Did you know that how medication is injected, where medication is injected and what medication is injected with is as important as the medication itself? I think when we talk about diabetes management, we do not always think about the how, where and what as often as we should.
Most recently, awareness has been raised internationally regarding the injection techniques of people treating their diabetes with injectable medications such as insulin and the more recently available GLP-1 analogues (known as Byetta® and Victoza®). Published in late 2010, a survey of over 4300 patients world wide, but sadly not in Canada, asked people living with diabetes and their health care providers about injection technique (how the injection was prepared and given, as well as disposal of sharps and things such as site rotation and the areas used to inject). This survey has really opened the eyes of health care professionals and reminded them to start checking injection sites and how injections are given.
In response to this survey and an international set of recommendations, a group of Canadian health care providers - including myself - got together to write a set of recommendations for the Canadian diabetes population. We wanted to make sure we were providing clear instructions to health care professionals regarding techniques to avoid intramuscular injection and ensure a healthy injection site. We wanted to ensure that the assessment, care and education of people living with diabetes is up to date and accurate.
What does all this mean to you? Often when people with diabetes have been injecting insulin for a long time, they have a certain way of doing things that is familiar and they may never have discussed how they prepare or give their injection for a very long time - if ever. They may be using the same needles they got when they first started insulin. Yet now we have finer, shorter needles to deliver insulin that may be more comfortable and be less likely to result in injecting insulin into a muscle.

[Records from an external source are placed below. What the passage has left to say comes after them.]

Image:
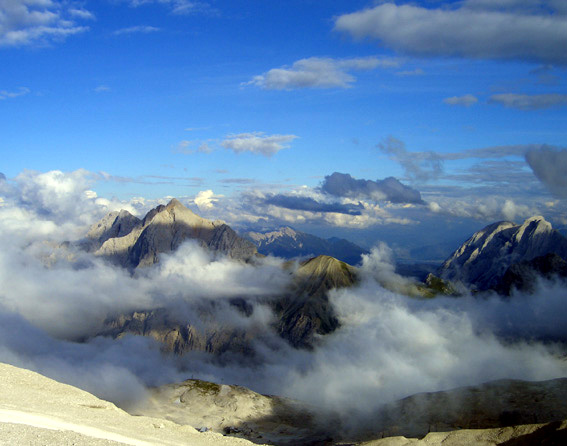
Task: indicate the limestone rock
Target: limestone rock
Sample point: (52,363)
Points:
(132,243)
(288,243)
(484,258)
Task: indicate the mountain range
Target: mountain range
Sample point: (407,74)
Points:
(288,243)
(482,261)
(130,242)
(502,256)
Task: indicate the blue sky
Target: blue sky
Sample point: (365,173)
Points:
(251,105)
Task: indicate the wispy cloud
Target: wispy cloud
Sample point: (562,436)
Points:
(529,102)
(318,72)
(257,143)
(102,89)
(21,91)
(30,22)
(141,29)
(473,28)
(466,100)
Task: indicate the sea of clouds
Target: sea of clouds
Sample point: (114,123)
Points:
(54,298)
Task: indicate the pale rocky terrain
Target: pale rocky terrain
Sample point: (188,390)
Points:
(238,411)
(35,410)
(127,241)
(288,243)
(484,258)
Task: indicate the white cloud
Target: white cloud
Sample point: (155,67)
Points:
(529,102)
(257,143)
(29,22)
(416,72)
(21,91)
(102,89)
(482,32)
(318,72)
(466,100)
(176,6)
(550,166)
(136,30)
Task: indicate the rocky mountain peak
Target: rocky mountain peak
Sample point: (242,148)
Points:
(138,243)
(484,258)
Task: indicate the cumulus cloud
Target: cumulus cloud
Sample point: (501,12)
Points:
(425,167)
(21,91)
(466,100)
(388,345)
(529,102)
(550,166)
(388,189)
(302,203)
(257,143)
(140,29)
(31,22)
(480,30)
(206,199)
(176,6)
(318,72)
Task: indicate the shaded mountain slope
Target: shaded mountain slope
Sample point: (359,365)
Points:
(306,311)
(238,411)
(484,258)
(302,313)
(523,276)
(131,243)
(36,410)
(288,243)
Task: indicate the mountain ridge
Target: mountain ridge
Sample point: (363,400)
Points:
(130,242)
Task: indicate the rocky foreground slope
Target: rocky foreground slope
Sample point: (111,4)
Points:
(301,313)
(36,410)
(130,242)
(288,243)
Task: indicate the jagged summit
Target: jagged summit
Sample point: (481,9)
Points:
(130,242)
(289,243)
(484,258)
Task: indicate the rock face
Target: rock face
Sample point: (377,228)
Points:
(523,276)
(289,243)
(495,404)
(131,243)
(179,336)
(237,411)
(306,311)
(484,258)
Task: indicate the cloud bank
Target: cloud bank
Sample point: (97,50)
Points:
(30,22)
(549,166)
(472,29)
(388,346)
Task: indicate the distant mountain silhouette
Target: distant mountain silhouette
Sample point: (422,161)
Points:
(288,243)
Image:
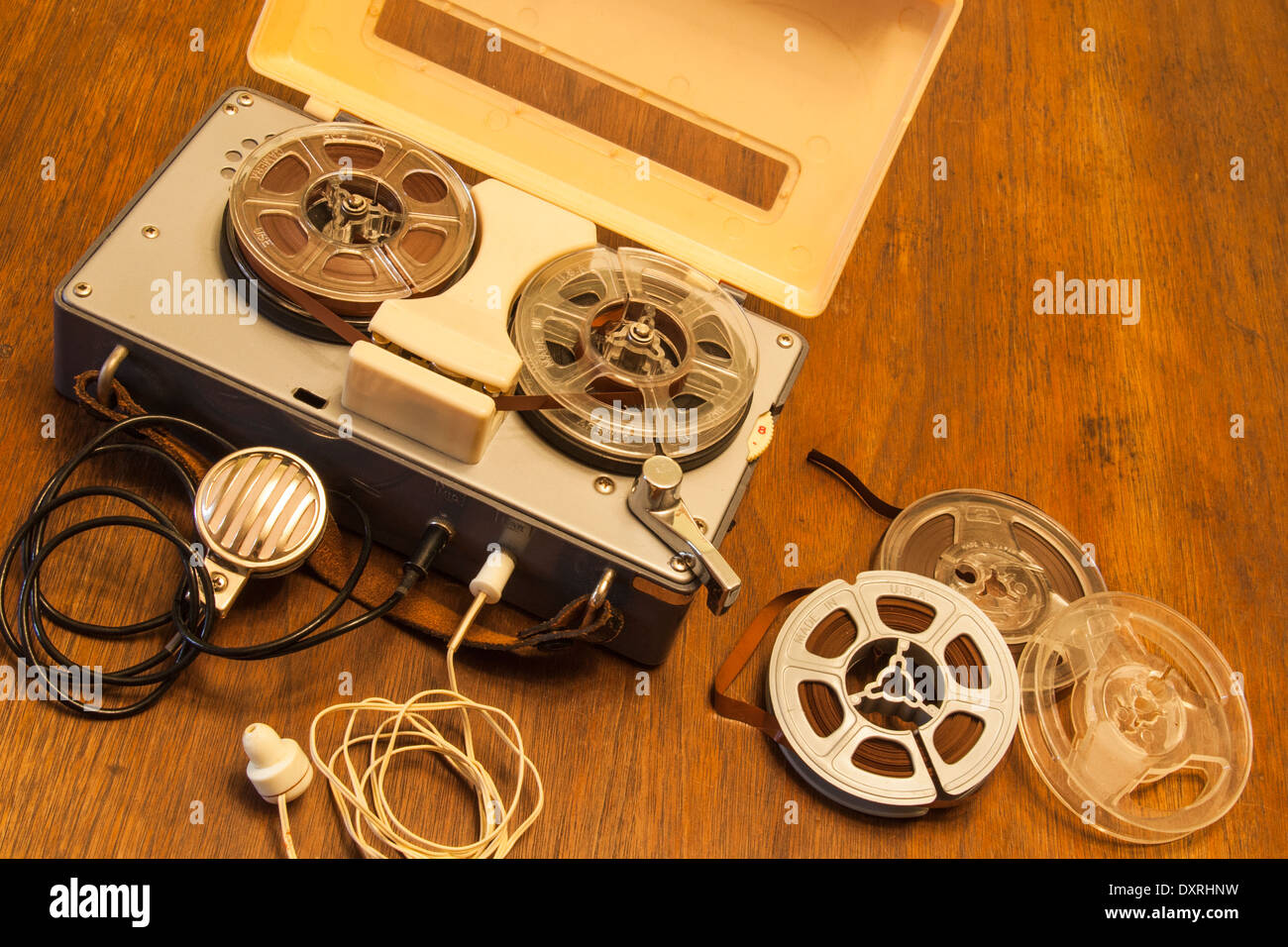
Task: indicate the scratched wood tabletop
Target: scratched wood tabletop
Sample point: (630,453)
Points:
(1108,163)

Maybe you are the person who gives the injection as a caregiver or loved one. Are you rotating the site with every injection and making sure that the injection area is healthy? When insulin is given too often in the same site, an area of fatty scar tissue develops. This is not to be confused with normal fat tissue, as the fatty scar tissue does not properly absorb the insulin. These areas can also develop if you are not changing insulin needles as recommended and if you are moving the needle under the skin during the injection. The best example of this occurs when someone is on more insulin than the pen dials up to. It is a very common practice to inject, hold the needle under the skin and then dial the rest of the needed insulin. This should be stopped – the shaky hand can cause the tissue under the skin to be damaged.
Other things to think about include how much fat tissue is available under the skin to inject into. Sometimes you need to gently lift the skin to make sure that when the injection is given, it goes into fatty tissue and not muscle.
Maybe the insulin used is cloudy. Has it been tipped and rolled 10 times and checked to make sure it has mixed properly? Last but not least, make sure skin is clean and dispose of the sharps properly.
Practical information like this is found within the FIT Recommendations for healthcare professionals and it has also been adapted for people using insulin to understand at this link - under Canada!! You can also visit the FIT section on this website.
Really importantly, when you see the healthcare professional next time, ask them to check the injection sites. You can have a conversation about making sure medication is prepared properly, the site is healthy, the needle length is right, the injection technique provides an injection into the fatty tissue, the needle is held under the skin for an appropriate length of time and that the sharps are disposed of properly. This will help to make sure the medication is delivered effectively.